Note that goals are outcomes. For example, the goal of your actions might be to fill Zac’s glass. Goals are therefore not intentions, nor any other kind of mental states.
For an instrumental action to be initiated, sustaned and brought to a successful conclusion, various problems must be solved. These characteristically include:
- Which outcomes are achievable?
- For each outcome, which means of achieving it are available?
- Of the various means of achieving a given outcome, which best balance cost against well-suitedness?
- Of the achievable outcomes, which best balance cost against expected benefit?
- Having settled on an outcome and means, when should these be maintained and when should they be abandoned?
Up to this point, the notion of ‘directedness’ has been specified in a narrowly schematic way only, by appeal to the idea that an instrumental action happens in order to being an outcome about. What does this amount to?
One answer is this:
For an event to be directed to an outcome is for it to occur because there is one or more outcome in relation to which problems such as those above have been, or appear to have been, solved.
The idea, then, is that we can specify directedness by appeal to problems solving which is characteristic of action.
Note that in specifying directedness, we did not presuppose a notion of action. (The statement above is about an event being directed to an outcome.) This allows us to propose, without circularity, that:
An action is an event that is directed to an outcome.

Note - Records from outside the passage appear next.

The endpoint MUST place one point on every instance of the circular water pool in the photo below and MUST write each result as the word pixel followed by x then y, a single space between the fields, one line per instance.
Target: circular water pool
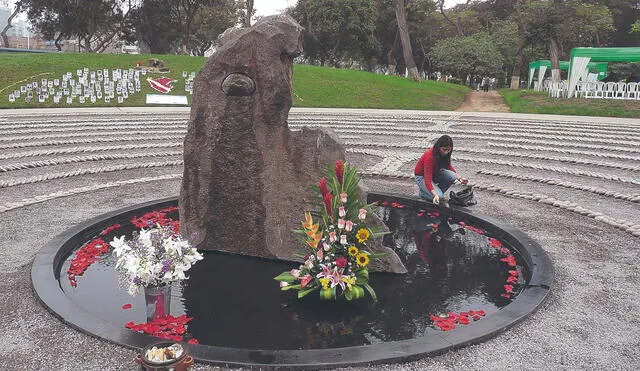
pixel 458 263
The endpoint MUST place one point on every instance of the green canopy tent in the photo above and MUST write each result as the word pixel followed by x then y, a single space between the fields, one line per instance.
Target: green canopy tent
pixel 542 65
pixel 581 57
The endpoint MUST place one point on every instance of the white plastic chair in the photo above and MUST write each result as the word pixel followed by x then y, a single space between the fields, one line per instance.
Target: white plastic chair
pixel 632 90
pixel 589 89
pixel 600 86
pixel 610 89
pixel 621 90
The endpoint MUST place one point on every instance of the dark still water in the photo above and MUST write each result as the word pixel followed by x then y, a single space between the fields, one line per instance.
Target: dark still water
pixel 235 302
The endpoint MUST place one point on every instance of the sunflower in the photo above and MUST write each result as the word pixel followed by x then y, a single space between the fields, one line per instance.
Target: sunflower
pixel 363 235
pixel 362 259
pixel 325 282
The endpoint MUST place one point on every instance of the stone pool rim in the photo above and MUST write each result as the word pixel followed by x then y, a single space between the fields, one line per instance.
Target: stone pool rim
pixel 45 275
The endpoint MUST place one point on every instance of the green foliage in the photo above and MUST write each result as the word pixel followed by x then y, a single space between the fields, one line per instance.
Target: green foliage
pixel 312 86
pixel 212 20
pixel 152 25
pixel 337 242
pixel 635 27
pixel 94 22
pixel 328 87
pixel 336 30
pixel 468 55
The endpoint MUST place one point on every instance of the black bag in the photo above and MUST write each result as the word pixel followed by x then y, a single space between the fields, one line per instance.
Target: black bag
pixel 462 198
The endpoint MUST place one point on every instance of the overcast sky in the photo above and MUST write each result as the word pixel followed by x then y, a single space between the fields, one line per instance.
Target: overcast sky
pixel 269 7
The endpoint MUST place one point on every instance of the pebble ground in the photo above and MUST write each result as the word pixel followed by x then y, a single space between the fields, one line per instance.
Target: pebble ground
pixel 571 183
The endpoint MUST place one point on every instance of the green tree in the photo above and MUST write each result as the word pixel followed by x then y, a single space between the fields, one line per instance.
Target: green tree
pixel 94 23
pixel 635 27
pixel 403 32
pixel 151 24
pixel 3 34
pixel 212 20
pixel 463 56
pixel 592 25
pixel 336 31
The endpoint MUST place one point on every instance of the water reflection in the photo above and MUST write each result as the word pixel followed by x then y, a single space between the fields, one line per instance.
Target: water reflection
pixel 235 302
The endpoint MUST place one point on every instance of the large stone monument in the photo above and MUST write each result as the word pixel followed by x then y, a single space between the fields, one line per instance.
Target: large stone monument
pixel 246 175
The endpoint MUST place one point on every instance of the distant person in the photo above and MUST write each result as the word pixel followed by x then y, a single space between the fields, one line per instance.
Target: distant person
pixel 434 173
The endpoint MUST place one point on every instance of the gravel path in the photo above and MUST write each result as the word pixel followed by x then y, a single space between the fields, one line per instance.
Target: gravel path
pixel 571 183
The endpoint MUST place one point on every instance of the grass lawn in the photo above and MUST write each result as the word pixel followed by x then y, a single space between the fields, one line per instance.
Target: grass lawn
pixel 312 86
pixel 529 101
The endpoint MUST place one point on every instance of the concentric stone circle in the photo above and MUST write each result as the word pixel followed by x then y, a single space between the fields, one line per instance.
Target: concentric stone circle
pixel 603 225
pixel 49 261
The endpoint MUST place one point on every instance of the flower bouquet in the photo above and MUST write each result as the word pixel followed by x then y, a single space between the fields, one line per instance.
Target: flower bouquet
pixel 337 258
pixel 153 257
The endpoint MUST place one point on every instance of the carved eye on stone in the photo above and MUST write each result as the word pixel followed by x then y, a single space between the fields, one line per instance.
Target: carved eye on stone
pixel 238 84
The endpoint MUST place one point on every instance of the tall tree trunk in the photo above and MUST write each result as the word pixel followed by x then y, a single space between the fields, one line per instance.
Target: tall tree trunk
pixel 401 19
pixel 391 56
pixel 519 61
pixel 555 60
pixel 457 27
pixel 5 39
pixel 517 68
pixel 249 14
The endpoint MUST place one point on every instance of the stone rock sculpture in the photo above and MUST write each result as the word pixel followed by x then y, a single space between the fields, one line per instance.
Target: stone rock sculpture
pixel 246 175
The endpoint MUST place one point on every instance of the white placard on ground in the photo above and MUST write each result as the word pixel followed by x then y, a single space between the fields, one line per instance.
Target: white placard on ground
pixel 167 99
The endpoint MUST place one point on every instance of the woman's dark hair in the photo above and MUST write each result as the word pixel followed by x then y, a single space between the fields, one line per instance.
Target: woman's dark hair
pixel 443 141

This is the solution to The Problem of Action.
It is an alternative to the two dominant approaches in philosophy of action, those inspired by Davidson (1980) and those inspired by Anscombe (1957). Accepting this novel solution also involves rejecting both the Causal Theory of Action.
(The Causal Theory of Action might work if, necessarily, all actions involved just one kind of process. The fact that there are at least two kinds of process (see Goal-Directed and Habitual Processes) makes pursuing this theory less clearly sensible.)
As there is no published defence of it, and as it involves such a radical departure from the influential views, the above solution to The Problem of Action should be treated as almost certainly incorrect. Useful if it provokes independent critical thinking; not necessary to consider in essays.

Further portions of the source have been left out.